Il Cremlino aveva previsto una guerra lampo in Ucraina, nonostante ciò, il conflitto perdura, con conseguenze disastrose non solo per i civili ucraini - da mesi vittime di violenza ingiustificata - ma anche, progressivamente, per i cittadini russi. Infatti, il 21 settembre, a quasi otto mesi dall’inizio del conflitto, Vladimir Putin ha dichiarato una mobilitazione di 300.000 riservisti con l’obiettivo di “controllare i territori liberati”, come precisato dal Serghei Shoigu, ministro della difesa russo. Nonostante le dichiarazioni, alcuni report indicano un coinvolgimento maggiore - la cifra dichiarata da Putin non è nel testo del decreto -, fino a un milione di uomini, alcuni arruolati arbitrariamente da commissariati militari.

L’esercito russo è stanco e immotivato, da metà settembre i soldati ucraini sono riusciti a conquistare grosse fette di territorio; Putin non ha altre opzioni se non la mobilitazione, egli stesso ha dichiarato di recente "Voglio chiarire. Quello che sta accadendo oggi è, per usare un eufemismo, spiacevole, ma avremmo avuto la stessa cosa un po' più tardi, solo in condizioni peggiori per noi. Quindi stiamo agendo in modo corretto e tempestivo", evidenziando il suo rammarico per la necessità di un coinvolgimento più diretto del popolo russo.

La popolazione russa è sotto stretta sorveglianza già dalla primavera, con la censura di stato non ci sono più media indipendenti nel paese, e l’attivismo antiguerra è stato brutalmente represso. La mobilitazione però, ha dato nuovo slancio ai sentimenti domestici di opposizione al conflitto, infatti, oltre a un massiccio esodo dal paese, ci sono state numerose proteste nelle maggiori città del paese. Il dissenso continua nonostante le aspre pene previste, fino a 15 anni di carcere. Secondo l’organizzazione russa per i diritti umani OVD-Info, fino a 2300 protestanti del paese sono stati imprigionati a cinque giorni dalla dichiarazione della mobilitazione.

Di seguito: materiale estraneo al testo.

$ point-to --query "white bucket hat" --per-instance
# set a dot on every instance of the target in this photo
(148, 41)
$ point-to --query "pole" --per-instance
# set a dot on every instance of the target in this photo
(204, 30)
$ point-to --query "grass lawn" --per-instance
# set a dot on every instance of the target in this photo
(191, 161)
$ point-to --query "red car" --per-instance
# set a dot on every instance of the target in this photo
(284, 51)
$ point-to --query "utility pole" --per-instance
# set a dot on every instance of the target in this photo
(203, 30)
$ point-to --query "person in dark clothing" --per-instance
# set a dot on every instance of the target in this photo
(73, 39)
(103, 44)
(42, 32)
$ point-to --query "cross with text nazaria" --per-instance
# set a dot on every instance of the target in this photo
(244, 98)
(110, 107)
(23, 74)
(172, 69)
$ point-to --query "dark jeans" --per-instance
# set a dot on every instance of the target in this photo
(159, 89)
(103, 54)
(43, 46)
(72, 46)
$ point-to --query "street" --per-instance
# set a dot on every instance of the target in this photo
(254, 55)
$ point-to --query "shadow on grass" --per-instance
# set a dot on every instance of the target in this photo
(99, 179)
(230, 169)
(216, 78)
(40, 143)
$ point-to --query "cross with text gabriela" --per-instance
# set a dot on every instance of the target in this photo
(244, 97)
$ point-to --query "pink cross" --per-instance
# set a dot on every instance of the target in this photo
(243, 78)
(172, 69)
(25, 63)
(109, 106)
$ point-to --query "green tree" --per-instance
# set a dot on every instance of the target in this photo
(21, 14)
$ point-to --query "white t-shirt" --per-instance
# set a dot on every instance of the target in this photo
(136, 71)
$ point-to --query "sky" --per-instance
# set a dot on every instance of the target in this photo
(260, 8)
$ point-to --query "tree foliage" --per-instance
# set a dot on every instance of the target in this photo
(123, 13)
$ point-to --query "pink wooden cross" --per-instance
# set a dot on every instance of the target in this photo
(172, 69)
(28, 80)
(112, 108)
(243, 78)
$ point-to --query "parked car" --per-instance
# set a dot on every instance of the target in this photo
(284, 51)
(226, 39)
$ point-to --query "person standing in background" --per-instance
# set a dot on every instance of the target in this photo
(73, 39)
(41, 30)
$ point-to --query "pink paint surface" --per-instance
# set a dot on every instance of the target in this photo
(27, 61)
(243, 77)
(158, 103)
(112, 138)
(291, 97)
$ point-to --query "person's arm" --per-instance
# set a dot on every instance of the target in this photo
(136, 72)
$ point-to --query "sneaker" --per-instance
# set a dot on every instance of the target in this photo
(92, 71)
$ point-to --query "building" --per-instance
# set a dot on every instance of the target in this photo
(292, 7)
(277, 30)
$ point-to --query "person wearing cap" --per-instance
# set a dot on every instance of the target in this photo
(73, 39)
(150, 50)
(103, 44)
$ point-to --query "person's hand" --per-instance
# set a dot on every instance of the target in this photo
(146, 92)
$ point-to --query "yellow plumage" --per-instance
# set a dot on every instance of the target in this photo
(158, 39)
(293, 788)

Internazionalmente, i paesi limitrofi sono restii ad accogliere i cittadini russi in fuga dalla mobilitazione. Nonostante il recente appello del presidente del Consiglio UE Charles Michel di aprire le porte a coloro che “non si adeguano alla guerra in Ucraina”, Estonia, Lettonia, Lituania, Polonia e la Repubblica Ceca hanno varato un divieto per l’ingresso ai cittadini russi e bielorussi, chiudendole ulteriormente. Esiste la possibilità di un visto umanitario per i disertori che rischiano forte repressione nel paese di origine, ma numerosi paesi dell’est hanno deciso di non accettare domande di asilo provenienti dal paese per motivi di sicurezza nazionale e molti, come il ministro degli Esteri lituano Landsbergis, ritengono che «I russi dovrebbero restare e combattere. Contro Putin».

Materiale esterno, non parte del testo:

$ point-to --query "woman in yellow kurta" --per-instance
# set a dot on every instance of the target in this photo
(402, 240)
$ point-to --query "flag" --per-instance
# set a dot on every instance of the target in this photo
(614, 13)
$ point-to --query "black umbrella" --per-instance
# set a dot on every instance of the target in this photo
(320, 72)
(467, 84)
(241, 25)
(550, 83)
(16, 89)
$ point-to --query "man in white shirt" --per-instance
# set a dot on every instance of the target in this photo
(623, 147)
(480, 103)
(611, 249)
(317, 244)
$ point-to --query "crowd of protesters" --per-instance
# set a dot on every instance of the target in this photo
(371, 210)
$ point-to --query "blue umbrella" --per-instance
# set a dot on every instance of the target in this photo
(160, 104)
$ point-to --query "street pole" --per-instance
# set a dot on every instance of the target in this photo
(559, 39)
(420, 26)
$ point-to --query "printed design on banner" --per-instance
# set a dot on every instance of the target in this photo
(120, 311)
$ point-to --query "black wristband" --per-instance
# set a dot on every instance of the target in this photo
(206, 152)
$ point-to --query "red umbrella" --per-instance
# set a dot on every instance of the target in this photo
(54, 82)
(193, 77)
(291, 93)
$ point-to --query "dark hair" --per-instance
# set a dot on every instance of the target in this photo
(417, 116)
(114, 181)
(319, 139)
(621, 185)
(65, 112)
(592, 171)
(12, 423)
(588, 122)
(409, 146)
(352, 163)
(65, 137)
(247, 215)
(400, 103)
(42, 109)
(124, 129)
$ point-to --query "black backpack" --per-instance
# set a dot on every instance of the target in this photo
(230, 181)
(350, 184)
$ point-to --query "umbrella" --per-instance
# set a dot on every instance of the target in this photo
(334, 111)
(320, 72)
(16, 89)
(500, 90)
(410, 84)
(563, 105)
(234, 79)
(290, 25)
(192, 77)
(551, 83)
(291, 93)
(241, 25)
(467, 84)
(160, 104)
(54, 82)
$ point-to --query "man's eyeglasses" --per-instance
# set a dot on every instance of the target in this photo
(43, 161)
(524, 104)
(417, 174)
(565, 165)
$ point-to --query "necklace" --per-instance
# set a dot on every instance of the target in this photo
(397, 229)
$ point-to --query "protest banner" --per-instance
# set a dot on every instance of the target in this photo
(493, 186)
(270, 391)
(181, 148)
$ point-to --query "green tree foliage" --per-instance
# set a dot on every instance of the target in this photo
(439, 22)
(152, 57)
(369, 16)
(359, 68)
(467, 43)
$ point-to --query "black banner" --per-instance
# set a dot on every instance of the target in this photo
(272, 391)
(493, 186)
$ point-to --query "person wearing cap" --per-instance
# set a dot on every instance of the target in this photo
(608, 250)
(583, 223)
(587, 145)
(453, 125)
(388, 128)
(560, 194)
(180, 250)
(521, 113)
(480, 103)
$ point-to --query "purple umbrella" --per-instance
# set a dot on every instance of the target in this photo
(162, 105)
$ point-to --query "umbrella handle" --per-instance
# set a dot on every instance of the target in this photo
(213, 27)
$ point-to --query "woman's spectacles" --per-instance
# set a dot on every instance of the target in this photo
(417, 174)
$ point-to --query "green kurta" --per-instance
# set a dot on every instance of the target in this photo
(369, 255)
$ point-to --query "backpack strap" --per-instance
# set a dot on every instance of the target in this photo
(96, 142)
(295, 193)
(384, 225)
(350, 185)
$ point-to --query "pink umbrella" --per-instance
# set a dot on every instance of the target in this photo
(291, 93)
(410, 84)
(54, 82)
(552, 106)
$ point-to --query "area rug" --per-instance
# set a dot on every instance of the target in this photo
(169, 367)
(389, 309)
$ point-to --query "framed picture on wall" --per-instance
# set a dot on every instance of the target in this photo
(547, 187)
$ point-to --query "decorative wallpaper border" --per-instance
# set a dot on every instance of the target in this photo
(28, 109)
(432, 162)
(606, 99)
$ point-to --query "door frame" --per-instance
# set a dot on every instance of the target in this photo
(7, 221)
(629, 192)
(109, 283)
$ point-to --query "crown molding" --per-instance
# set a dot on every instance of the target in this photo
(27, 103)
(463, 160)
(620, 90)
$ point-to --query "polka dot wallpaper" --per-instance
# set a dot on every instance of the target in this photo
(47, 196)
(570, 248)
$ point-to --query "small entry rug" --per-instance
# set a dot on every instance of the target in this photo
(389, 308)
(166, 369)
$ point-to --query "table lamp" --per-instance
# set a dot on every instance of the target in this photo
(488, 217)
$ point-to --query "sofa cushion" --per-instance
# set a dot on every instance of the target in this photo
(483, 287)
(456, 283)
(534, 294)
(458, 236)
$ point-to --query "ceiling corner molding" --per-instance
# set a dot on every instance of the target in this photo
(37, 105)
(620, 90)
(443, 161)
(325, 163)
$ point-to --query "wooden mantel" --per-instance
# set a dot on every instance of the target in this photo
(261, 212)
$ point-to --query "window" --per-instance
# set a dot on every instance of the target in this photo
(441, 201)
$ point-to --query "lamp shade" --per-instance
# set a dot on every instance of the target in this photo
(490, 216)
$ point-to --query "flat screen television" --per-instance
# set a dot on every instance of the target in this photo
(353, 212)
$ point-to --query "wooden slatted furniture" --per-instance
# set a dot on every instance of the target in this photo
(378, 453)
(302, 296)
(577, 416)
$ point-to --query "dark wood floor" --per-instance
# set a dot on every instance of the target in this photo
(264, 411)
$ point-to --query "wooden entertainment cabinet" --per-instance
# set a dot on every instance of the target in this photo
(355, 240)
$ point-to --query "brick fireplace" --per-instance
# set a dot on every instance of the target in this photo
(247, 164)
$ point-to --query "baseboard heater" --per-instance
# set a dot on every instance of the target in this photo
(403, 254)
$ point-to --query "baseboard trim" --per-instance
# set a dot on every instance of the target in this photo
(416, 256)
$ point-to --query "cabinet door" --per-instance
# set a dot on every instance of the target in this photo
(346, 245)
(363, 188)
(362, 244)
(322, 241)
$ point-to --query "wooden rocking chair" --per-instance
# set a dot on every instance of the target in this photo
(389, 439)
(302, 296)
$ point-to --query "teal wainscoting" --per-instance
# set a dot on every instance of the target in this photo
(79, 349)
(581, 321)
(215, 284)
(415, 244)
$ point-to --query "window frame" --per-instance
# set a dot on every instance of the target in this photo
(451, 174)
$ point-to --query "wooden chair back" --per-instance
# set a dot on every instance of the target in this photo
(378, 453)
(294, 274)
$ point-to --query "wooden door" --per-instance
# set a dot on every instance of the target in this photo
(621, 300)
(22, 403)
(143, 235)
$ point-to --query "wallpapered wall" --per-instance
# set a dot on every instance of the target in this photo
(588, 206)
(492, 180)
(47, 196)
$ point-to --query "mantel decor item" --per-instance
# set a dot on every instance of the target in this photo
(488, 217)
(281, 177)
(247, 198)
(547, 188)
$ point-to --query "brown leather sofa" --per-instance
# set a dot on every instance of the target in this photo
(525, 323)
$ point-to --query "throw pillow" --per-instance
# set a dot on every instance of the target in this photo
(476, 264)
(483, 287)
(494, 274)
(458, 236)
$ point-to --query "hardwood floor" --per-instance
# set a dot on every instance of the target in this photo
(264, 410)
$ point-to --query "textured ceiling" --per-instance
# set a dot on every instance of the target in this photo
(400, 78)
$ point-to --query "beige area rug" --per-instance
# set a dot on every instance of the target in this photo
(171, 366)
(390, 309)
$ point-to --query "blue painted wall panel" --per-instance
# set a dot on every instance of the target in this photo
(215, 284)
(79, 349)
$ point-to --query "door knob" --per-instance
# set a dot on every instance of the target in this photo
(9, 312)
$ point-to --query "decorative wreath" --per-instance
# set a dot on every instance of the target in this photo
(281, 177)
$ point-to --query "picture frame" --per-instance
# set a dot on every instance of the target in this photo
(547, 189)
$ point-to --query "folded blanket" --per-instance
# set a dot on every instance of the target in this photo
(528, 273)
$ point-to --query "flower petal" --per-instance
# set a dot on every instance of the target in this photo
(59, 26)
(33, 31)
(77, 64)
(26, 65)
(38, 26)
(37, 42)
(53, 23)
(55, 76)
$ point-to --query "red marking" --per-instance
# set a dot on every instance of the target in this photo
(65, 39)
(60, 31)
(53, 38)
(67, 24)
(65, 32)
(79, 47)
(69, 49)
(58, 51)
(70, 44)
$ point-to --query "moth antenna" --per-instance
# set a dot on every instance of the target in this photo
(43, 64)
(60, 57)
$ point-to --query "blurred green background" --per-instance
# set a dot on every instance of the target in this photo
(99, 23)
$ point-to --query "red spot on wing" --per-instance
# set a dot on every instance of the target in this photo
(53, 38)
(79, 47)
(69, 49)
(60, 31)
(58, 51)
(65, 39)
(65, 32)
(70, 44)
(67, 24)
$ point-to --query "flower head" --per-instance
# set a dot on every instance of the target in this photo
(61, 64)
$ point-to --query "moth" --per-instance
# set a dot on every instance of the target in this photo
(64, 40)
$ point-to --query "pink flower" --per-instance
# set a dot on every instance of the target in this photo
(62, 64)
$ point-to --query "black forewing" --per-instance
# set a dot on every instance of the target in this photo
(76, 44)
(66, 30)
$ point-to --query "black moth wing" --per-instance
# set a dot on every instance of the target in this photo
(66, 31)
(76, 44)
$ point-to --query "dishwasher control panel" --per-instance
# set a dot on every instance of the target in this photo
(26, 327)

Putin ha al suo servizio un vasto arsenale di repressione, il suo governo ha un controllo sull’opinione pubblica senza precedenti nella Russia post-sovietica. L’incrementale repressione dell’opposizione non porterà a reale supporto per una guerra fratricida ma gli darà la possibilità di continuare a coinvolgere la sua popolazione nel conflitto, ormai diventato brutale sia all’interno che all’esterno dei confini della Federazione.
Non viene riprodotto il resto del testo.